De l'usage du pouvoir dépend l'efficacité d'une organisation. Plus il est solitaire et sans contre-pouvoirs, plus elle a de risque d'être fragile, car dépendante d'un individu.

Il arrive que la transmission du pouvoir se déroule sans difficulté. Citons St Gobain, Bouygues ou L'Oréal. Mais on voit aussi beaucoup d'entreprises, où le patron en place fait tout pour garder la maîtrise de la situation et préserver son pouvoir. Danone est le dernier exemple connu, mais gageons que des jeux similaires se jouent ailleurs à l'abri des regards. De son côté, Reed Hastings, le patron de Netflix, dit dans les interviews, à l'occasion de la sortie de son livre «No Rules Rules» («La règle ? pas de règles» publié, en France, par Buchet/Castel), qu'un boss est là pour suggérer et pas pour imposer. Il donne des exemples où, en imposant, il s'est trompé. Ce à quoi, rétorqueront les dirigeants autoritaires, rien n'est pire que les entreprises, où les décisions ne se prennent pas et où la recherche d'un consensus mou paralyse tout.
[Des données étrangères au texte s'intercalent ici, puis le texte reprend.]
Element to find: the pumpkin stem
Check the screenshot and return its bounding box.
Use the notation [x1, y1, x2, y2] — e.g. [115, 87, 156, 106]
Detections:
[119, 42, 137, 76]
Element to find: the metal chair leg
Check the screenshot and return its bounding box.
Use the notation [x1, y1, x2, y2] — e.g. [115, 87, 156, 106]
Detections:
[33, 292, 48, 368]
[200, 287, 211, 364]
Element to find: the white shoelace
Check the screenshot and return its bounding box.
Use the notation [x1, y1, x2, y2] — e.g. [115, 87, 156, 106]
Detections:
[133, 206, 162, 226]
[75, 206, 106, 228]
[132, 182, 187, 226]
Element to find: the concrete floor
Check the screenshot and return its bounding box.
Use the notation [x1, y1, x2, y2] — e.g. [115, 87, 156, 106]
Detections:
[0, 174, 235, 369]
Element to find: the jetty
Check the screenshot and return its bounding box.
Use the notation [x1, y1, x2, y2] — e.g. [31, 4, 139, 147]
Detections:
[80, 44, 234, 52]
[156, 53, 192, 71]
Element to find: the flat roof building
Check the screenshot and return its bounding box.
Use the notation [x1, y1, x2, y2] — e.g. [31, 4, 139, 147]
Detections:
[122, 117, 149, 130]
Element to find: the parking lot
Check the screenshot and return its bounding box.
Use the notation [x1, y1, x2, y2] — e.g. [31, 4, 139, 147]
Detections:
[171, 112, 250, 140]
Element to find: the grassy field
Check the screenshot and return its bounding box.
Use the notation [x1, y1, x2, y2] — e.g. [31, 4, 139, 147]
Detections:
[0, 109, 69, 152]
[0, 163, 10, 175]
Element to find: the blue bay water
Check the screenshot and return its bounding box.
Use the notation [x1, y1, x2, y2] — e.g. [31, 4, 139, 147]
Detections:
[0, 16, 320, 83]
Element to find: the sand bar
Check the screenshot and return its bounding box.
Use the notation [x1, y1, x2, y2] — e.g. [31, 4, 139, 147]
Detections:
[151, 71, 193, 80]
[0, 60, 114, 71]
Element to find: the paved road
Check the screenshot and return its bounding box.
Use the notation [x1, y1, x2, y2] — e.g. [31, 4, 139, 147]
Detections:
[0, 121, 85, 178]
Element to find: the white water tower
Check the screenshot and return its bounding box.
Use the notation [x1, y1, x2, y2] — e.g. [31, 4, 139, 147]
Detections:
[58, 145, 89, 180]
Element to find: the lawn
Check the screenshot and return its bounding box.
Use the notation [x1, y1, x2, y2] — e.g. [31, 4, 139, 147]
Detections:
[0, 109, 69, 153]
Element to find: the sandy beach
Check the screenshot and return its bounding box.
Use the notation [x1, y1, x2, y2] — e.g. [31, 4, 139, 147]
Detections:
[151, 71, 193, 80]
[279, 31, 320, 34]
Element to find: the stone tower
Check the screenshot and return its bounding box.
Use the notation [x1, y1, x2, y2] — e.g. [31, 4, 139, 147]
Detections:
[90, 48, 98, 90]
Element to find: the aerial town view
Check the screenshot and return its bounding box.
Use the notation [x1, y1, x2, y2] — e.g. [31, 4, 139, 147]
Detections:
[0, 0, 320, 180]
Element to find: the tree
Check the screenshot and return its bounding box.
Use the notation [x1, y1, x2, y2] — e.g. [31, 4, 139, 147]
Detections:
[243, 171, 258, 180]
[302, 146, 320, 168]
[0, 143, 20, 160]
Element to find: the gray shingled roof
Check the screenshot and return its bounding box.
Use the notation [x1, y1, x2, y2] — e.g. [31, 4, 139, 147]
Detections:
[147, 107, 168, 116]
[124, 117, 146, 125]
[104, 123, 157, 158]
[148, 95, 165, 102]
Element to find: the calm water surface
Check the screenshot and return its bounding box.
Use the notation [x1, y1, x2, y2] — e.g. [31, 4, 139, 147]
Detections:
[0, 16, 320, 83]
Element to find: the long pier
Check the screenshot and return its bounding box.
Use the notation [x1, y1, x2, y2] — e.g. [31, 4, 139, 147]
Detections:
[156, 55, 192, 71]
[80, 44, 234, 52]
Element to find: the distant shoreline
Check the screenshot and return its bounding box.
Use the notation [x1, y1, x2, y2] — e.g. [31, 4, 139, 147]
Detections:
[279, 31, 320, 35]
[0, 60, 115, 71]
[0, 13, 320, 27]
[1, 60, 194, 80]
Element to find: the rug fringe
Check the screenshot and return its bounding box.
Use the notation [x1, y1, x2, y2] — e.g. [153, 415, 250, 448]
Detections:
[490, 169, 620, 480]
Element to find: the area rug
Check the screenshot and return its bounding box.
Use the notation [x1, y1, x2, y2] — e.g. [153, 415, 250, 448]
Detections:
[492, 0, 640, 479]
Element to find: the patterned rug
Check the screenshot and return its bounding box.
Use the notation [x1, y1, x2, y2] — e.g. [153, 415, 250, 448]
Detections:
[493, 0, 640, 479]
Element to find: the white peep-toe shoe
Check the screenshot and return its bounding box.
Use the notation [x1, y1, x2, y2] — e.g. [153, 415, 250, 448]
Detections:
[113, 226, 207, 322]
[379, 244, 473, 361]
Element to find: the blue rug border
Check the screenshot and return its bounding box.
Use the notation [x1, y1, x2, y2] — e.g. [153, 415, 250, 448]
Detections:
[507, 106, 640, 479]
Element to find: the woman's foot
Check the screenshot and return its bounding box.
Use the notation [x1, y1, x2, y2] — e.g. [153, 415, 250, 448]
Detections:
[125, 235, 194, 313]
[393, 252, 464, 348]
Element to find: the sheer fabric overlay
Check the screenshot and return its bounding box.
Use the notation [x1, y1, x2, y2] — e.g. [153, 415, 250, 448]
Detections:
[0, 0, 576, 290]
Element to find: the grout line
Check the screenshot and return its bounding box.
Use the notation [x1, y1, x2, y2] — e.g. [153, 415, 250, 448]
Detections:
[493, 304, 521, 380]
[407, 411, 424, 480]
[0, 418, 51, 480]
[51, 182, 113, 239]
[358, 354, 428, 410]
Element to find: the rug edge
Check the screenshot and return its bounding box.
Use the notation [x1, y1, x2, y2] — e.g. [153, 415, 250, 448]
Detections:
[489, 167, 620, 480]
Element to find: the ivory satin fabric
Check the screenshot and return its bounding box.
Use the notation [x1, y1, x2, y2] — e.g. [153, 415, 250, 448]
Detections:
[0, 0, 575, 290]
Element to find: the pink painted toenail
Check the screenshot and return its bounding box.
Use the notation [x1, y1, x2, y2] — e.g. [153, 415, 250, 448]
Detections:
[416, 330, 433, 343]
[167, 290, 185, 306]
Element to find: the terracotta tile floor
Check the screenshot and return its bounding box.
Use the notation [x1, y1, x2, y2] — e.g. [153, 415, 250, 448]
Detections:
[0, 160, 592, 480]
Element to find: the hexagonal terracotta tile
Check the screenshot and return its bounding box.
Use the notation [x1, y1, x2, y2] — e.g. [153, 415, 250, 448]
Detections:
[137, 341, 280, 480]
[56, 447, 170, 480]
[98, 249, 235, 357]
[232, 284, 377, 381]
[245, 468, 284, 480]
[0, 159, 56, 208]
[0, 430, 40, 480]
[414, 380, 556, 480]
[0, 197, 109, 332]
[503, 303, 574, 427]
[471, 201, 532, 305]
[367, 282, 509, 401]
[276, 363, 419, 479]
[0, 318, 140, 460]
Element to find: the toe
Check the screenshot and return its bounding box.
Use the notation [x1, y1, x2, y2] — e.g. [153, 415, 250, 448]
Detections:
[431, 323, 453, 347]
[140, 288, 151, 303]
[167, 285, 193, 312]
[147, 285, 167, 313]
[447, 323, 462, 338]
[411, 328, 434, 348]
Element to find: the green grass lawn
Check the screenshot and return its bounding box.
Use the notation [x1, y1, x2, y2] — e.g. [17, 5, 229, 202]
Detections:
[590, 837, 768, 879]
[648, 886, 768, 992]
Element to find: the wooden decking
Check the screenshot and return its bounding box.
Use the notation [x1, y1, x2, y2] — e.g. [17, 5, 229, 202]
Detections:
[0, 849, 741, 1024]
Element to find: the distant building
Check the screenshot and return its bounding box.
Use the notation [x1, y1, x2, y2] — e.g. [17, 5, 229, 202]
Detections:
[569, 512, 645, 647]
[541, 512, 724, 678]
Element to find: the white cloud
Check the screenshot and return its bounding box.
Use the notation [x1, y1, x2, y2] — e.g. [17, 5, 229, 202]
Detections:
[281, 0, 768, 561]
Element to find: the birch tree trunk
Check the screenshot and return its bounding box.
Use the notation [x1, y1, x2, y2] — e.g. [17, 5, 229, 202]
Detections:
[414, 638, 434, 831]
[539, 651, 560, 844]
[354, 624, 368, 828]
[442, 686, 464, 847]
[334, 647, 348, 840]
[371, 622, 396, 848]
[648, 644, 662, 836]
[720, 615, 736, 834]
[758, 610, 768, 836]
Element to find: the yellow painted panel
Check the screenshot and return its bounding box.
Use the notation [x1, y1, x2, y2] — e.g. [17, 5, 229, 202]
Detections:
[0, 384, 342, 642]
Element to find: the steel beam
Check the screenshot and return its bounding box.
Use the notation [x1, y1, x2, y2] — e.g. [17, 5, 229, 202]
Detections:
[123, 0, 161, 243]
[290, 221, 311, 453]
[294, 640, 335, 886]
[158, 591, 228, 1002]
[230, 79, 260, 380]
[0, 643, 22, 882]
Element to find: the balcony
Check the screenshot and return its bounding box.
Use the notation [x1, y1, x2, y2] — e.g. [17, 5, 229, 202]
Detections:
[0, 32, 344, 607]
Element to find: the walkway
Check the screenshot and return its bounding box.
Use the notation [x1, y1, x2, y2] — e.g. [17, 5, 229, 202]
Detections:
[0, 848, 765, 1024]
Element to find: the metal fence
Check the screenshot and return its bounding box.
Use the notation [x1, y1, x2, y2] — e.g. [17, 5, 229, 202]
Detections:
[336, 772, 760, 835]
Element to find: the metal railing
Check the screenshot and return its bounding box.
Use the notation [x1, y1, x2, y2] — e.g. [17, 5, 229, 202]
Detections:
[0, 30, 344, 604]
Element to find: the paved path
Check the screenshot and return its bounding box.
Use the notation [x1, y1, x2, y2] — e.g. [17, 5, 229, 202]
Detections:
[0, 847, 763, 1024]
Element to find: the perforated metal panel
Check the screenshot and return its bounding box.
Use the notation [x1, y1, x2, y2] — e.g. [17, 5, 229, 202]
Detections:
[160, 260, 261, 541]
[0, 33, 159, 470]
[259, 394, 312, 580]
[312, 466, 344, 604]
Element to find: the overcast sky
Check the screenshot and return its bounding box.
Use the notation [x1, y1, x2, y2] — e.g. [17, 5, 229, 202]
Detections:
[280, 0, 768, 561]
Pouvoir solitaire sans contre-pouvoirs

Le pouvoir et son usage sont au coeur de l'efficacité des entreprises. Plus le pouvoir est solitaire et sans contre-pouvoirs, plus l'entreprise est fragile car dépendante d'un individu. Rappelons-nous l'état de l'Alliance lorsque, brutalement, Carlos Ghosn ne peut en assurer le leadership. Conflits, absence de ligne directrice claire, fuite des talents, du jour au lendemain, le premier constructeur automobile mondial donne l'impression d'être un champ de ruines. D'ailleurs, les patrons qui ont besoin de cette toute puissance révèlent soit une fragilité personnelle soit une forte immaturité de leur organisation. Ce qui ne signifie pas qu'ils ne réussissent pas. D'ailleurs, l'histoire glorifie souvent plus la prétendue réussite d'un patron solitaire que celle d'une équipe.

Le rapport au pouvoir d'un patron devrait être évalué par son conseil d'administration. D'abord pour vérifier que dans son exercice opérationnel, il a mis en place de vrais contre-pouvoirs. Qui lui résiste ? Qui peut lui dire qu'il est en désaccord et que l'orientation prise n'est pas la bonne ? Qui challenge vraiment ses choix sur les nominations ? Pour autant, le boss reste décisionnaire mais cela limite sa toute-puissance.

Réguler le pouvoir du CEO

Ensuite, le conseil doit s'assurer que le patron fait mûrir son organisation dans l'objectif de partager le pouvoir. Cette maturité repose sur la capacité des acteurs à prendre eux-mêmes les décisions, comme le décrit Reed Hastings. La peur n'est plus de déplaire à son chef, mais que celui-ci juge que son collaborateur ne prend pas suffisamment ses responsabilités et donc les décisions par lui-même. Ce partage du pouvoir est la meilleure garantie de l'agilité d'une organisation.

Enfin, le conseil doit contrôler que l'émergence de ceux qui prendront la relève se fait dans la préoccupation de faire monter les meilleurs, et pas dans celle de « convenir » à celui qui est en place. Trop souvent, le successeur répond d'abord aux critères qui arrangent le prédécesseur dans le partage du pouvoir, de la dissociation des rôles de président et directeur général. Réguler le pouvoir du CEO est une responsabilité des conseils d'administration qui n'est souvent pas suffisamment assumée.